I am one of those mothers who thinks that chicken soup can cure almost anything. And with both boys sick, lots of soup has been made at our house lately. In my mind, the curative power comes from a really good stock. I like to make my stock by putting whatever is leftover from Friday’s roasted whole chicken, onions, garlic, any wilted or less than desirable veggies from the crisper, celery and carrots. Add a splash of vinegar, fill the stock pot with water and let it simmer for several hours. Strain out the solids and freeze or refrigerate the resulting golden elixir.

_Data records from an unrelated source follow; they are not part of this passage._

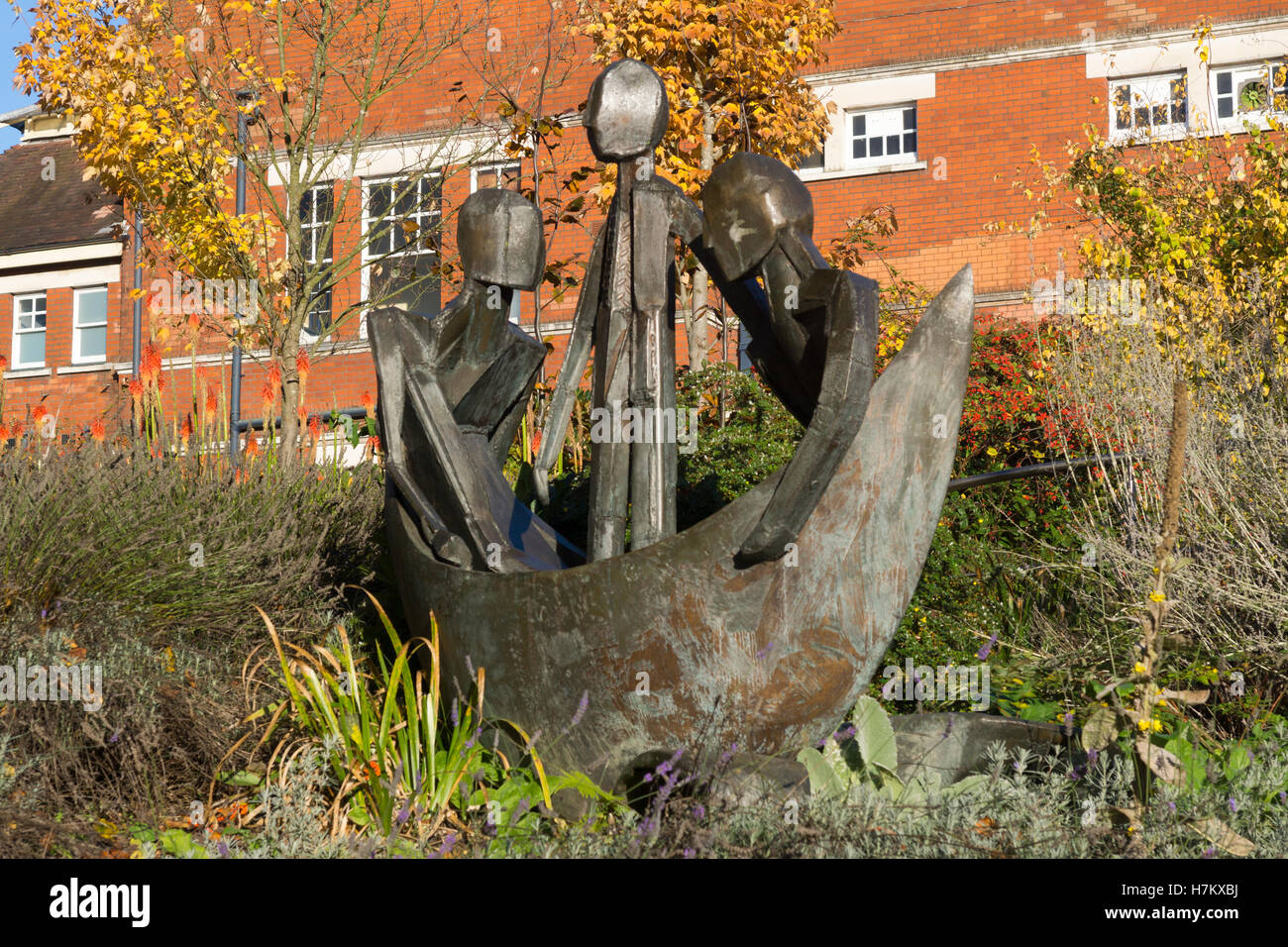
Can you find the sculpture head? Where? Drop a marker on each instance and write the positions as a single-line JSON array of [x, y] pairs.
[[498, 237], [750, 202], [626, 111]]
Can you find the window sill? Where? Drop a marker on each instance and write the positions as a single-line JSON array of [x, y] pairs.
[[861, 171]]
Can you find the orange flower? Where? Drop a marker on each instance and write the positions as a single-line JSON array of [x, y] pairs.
[[150, 364]]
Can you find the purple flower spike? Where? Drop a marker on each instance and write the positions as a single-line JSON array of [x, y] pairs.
[[982, 655]]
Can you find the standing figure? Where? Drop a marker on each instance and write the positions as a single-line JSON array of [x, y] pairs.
[[454, 386], [626, 313]]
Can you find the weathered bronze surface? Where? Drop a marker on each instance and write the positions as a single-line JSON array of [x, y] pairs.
[[717, 635]]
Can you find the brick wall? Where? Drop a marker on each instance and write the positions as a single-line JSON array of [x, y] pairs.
[[1009, 75]]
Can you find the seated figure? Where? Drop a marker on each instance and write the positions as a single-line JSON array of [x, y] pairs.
[[812, 328], [454, 388]]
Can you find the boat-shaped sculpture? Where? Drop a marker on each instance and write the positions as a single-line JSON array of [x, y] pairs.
[[716, 637]]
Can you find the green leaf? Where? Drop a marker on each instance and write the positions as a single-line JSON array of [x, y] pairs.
[[874, 735], [1039, 711], [823, 780], [244, 777]]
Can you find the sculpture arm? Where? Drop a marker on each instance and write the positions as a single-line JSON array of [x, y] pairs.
[[850, 331], [570, 375]]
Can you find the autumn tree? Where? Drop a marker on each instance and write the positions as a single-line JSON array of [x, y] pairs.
[[158, 89], [730, 78]]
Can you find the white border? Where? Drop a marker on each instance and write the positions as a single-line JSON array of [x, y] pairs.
[[13, 352], [77, 359]]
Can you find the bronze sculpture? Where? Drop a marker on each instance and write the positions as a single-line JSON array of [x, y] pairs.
[[708, 637]]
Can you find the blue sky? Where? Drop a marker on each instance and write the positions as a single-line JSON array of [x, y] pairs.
[[13, 31]]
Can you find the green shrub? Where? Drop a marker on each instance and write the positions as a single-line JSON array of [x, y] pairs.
[[93, 530]]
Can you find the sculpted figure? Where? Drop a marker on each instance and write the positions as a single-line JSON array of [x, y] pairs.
[[626, 312], [454, 385], [812, 328]]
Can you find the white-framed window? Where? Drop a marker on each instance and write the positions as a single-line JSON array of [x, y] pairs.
[[1149, 106], [505, 175], [883, 136], [89, 325], [317, 208], [29, 330], [1249, 91], [400, 222]]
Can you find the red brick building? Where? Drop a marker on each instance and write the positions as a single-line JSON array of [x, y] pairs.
[[936, 112]]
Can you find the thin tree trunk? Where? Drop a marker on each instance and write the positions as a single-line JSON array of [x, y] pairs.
[[698, 337], [287, 451]]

We get our whole chickens from a neighbor of a neighbor. He runs a “real” farm: lots of different animals, lots of different vegetables, and two farm stores in town. His house is very similar to ours, except with more land and several outbuildings surrounding it. The first time I met him, he was sitting at his kitchen table, smoking and having a beer. After formal introductions were made, my eyes were drawn to the massive piece of white enamel behind him. I asked in slight disbelief, “Is that a wood cookstove?” “Yes, m’am.” “Do you cook on it?” “Yes, m’am. Everyday.” “Can I look inside?” “Yes, m’am.”
When I recounted this story to my husband later that night, he was slightly outraged. “Normal people do not ask to look in other people’s ovens within the first minute of meeting them!” I asked him (the paragon of propriety) what Emily Post would deem the proper length of time before asking to see inside someone else’s oven. He thought for a moment and said, “Here is the rule: you don’t ask to look in anyone’s oven unless you are planning on buying the whole damn house.” Since I don’t plan on moving, I am choosing to ignore this advice. And although I have never done this before or since, consider yourself forewarned if you ever invite me over.
But back to the soup. I make chicken soup a hundred different ways, but here is the recipe we are currently using. It’s simple, and as we all are starting to feel better, I am adding diced chicken and cooked pasta. But really, the broth and veggies are enough. Hope you’re not feeling bad at your house, but if you are, this is a good one.
Feel Better Chicken Soup
2 quarts chicken stock
1 quart water
4 ribs celery
1 large onion
1 head of garlic
1 tablespoon dried thyme (or 3 T fresh if you have it)
1 tablespoon dried oregano (or 3 T fresh if you have it)
Dice veggies. Cut garlic into slivers. Add all ingredients to liquids and simmer for about an hour. This soup gets better the next day.